6. Clean the Flame Sensor
If your heater makes an effort to operate but switches off without blowing heated air, a dirty flame sensor could be to blame. When this happens, your heater will make an attempt to turn on three times before a safety feature shuts it down for around an hour.
If you feel confident with removing the panels from your furnace, cleaning your flame sensor is something you have the ability to do personally. Or, one of our heating service specialists can finish it for you.
If you are confident cleaning the sensor personally, you should have:
- A 1/4” hex screwdriver or wrench
- Portion of light grit sandpaper, steel wool or emery cloth
- A fresh paper towel
As the next step:
- Shut off the heating system’s power by using its wall switch or breaker. If you don’t have an electric gas valve, you will need to switch off the gas as well.
- Remove the heating system’s front panel and follow the wire to the flame sensor.
- Unscrew the rod and use your sandpaper, steel wool or emery cloth to gently clean the metal rod.
- Wipe off the rod with a paper towel.
- Screw the sensor back in.
- Secure the furnace doors.
- Turn the furnace’s power back on.
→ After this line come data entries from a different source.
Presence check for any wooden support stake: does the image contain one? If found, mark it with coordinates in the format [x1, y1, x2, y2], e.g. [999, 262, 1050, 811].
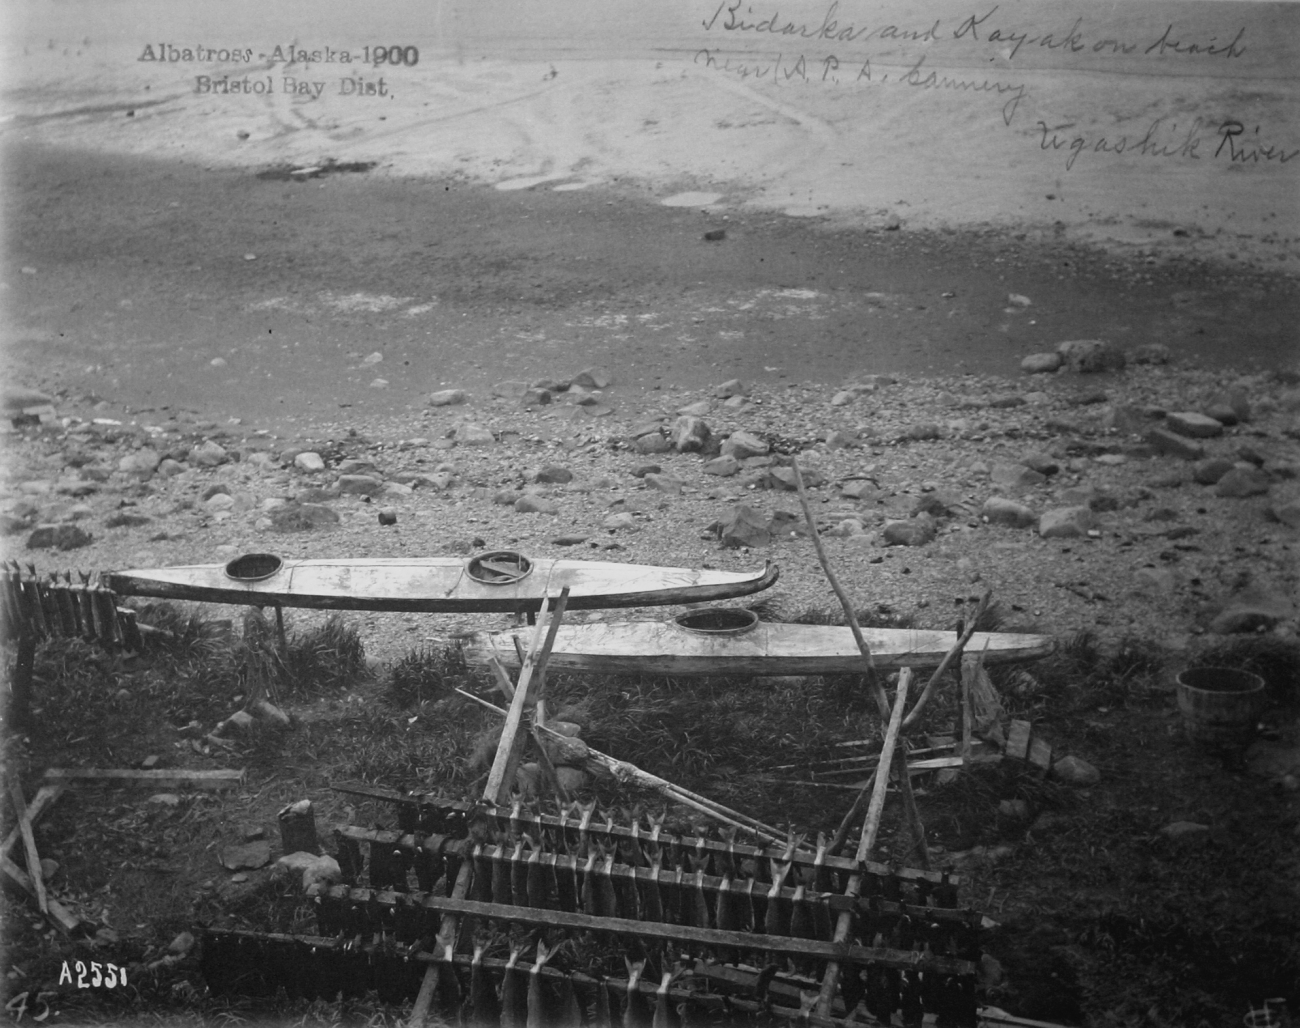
[484, 586, 570, 806]
[0, 855, 79, 933]
[791, 458, 890, 721]
[816, 668, 911, 1019]
[8, 781, 48, 914]
[826, 768, 876, 858]
[893, 743, 930, 870]
[1, 784, 65, 861]
[901, 593, 990, 730]
[960, 658, 974, 763]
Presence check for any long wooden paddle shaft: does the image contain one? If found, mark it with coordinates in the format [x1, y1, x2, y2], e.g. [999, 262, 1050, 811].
[815, 668, 911, 1019]
[484, 586, 570, 806]
[791, 459, 890, 721]
[901, 591, 990, 730]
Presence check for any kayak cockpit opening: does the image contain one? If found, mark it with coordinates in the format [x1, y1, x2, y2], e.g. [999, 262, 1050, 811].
[224, 553, 284, 581]
[466, 550, 533, 585]
[673, 606, 760, 635]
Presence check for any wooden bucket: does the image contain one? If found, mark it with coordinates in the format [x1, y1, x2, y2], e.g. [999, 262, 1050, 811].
[1175, 666, 1265, 748]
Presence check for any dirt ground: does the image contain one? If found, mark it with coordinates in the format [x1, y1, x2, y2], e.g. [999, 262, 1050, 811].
[3, 142, 1300, 1028]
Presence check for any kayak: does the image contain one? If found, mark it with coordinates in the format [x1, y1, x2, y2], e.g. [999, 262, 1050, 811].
[459, 606, 1054, 675]
[102, 551, 779, 613]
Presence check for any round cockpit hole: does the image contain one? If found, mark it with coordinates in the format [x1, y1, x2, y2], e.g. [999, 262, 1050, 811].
[224, 553, 284, 581]
[466, 550, 533, 585]
[673, 607, 760, 635]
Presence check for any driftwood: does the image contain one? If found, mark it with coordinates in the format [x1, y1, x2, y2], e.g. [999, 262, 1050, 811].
[791, 458, 890, 720]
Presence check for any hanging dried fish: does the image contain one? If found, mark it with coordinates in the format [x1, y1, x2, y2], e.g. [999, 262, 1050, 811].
[501, 944, 530, 1028]
[622, 959, 653, 1028]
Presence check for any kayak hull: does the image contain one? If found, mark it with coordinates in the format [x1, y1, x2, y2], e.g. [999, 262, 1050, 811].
[459, 618, 1054, 675]
[103, 556, 779, 613]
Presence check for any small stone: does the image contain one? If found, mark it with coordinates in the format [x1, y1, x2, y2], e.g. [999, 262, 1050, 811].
[157, 458, 185, 478]
[677, 400, 712, 417]
[571, 367, 613, 389]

It might run through a set of inspections before continuing regular heating. If your heating system doesn’t ignite, the sensor may have to be replaced or something else might be causing a problem. If this happens, get in touch with us at 814-308-0416 for heating and cooling repair support.
7. Light the Pilot Light
If you own an aging heater, the pilot light could be out. To light it, locate the directions on a sticker on your heater, or follow these steps.
- Locate the toggle beneath your heater labeled “pilot,” “on” and “off.”
- Move the switch to the “off” position.
- Take a break for at least five minutes to limit the possibility for starting a fire.
- Push the dial to “pilot.”
- Push the “reset” button as you move the flame of a long lighter to the pilot light opening.
- Release the “reset” lever once the pilot light is burning.
If you have gone through the guide twice and the pilot light still won’t burn or keep burning, contact us at 814-308-0416 for furnace service.
Examine Your Energy Delivery System
Try turning on another gas appliance. If it doesn’t work, your natural gas delivery may be switched off, or you could be out of propane.